I also ran two very different playtests this week! Here are the highlights:
Playtest 6 • Tuesday, April 2 (ITP Quick & Dirty Show)
The Quick & Dirty Show provided an opportunity to test out a few things:
Parts of speech: are there some that are easier to detect / sneak than others?
A new introduction script with more precise language and organization
A new mechanic when guessing someone else’s word: if you’re right you take the card-in-hand of the other person and add it to your pile; if you’re wrong, they take your current card-in-hand into their stack of points.
Slogans and login design: which resonates more?
In total, seven different groups of people played for nearly 2.5 hours straight. The included a mix of current ITP students (1st-years, 2nd-years, and residents), friends of current students, and prospective students. I personally knew about half of the people who played. Of course the context of the event is to test work, so folks who sat at the table did so ready to play. It was a blast! The introduction and the guessing word mechanics felt right—much fewer questions overall compared to past playtest sessions. International students suggested it would be a fun way to practice English (this is a repeating theme). My unscientific assessment was that adjectives and adverbs are too easy. “Sincere Competitive Chitchat” seems to be winner.
Playtest 7 • Tuesday, April 3 (ITP Feedback Collective)
Early on in this process, Greg Trefry suggested that I play the game in a variety of groups, even with folks who don’t really want to play. My sense is that I checked this box by forcing the game into context of the only formal crit group at ITP. The atmosphere was completely different from the festiveness of the night before. In comparison it was eerily quiet and only three people played across wide classroom tables while others looked on—which added an off-putting performance vibe into the mix. Attendees included one professor, one resident, four 1st-year students, and myself. It was useful, however, because it helped me see a recurring theme when people who do not know each other personally well, and who are not seeking to play the game, are wrangled into it: the conversations invariably lag and there’s feedback to include a timer to pressure people into speaking. I also tested something new and presented a choice of themed words: the most-searched Shakespeare keywords (source), keywords from A Brief History in Time (The Foreword to Chapter 6) (source), and keywords from the two most recent State of the Union Addresses (source). Players chose Stephen Hawking. This throws an extra layer of meta into the game: 1) keeping up with the conversation, 2) planning how to insert your word, and now 3) considering the context of the words’ theme to help you catch them.

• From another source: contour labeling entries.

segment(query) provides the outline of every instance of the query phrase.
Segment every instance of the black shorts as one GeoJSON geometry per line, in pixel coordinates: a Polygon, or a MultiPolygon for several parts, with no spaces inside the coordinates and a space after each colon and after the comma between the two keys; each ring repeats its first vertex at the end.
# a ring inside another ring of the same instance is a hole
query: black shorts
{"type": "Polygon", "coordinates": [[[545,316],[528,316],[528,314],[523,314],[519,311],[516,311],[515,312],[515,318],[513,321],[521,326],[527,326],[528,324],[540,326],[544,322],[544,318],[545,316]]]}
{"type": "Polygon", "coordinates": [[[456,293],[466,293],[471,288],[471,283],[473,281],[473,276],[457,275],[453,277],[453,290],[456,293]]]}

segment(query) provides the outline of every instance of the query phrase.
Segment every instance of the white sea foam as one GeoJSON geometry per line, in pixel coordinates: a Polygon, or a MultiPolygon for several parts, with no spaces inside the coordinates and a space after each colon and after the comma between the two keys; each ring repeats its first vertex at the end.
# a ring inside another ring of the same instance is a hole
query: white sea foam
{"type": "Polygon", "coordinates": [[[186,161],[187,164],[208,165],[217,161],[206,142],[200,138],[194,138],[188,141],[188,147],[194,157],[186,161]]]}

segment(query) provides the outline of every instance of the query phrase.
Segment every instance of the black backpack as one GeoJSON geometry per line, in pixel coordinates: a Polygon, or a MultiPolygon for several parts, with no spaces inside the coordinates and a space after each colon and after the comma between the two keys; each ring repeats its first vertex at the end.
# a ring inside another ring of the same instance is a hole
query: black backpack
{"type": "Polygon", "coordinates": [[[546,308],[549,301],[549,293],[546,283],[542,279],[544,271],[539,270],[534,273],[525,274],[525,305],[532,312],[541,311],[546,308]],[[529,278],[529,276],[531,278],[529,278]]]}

Going Forward, some notes for the next three weeks:
Pick a target audience: This game has a different feel and might need different mechanics for different contexts (an ice-breaker for people who just met, a parlor game for friends and family, or language fluency practice with vocab words—an inkling that I’ve had since the midterm presentation. I probably need to focus on just one group for the remainder of this semester: let’s do friends!
Schedule events: I need to plan rendezvous with my friends.
Documentation: …and start filming said rendezvous. Since the final thesis assessment is a presentation, it will be imperative that I show the game in action in order to explain well it to the audience. I’ve ordered a shotgun mic for my smartphone and additional filming accessories for a lightweight yet quality video recording rig.
A digital version? Ideally, I’d like to code a digital version to test out a variety of dictionaries as it takes so much time to make word cards) so I’ve started coding a possibility. I feel good about the mechanics of the current paper prototype, but I’m not sure how to translate them into a web app exactly. This will be the focus up the upcoming week.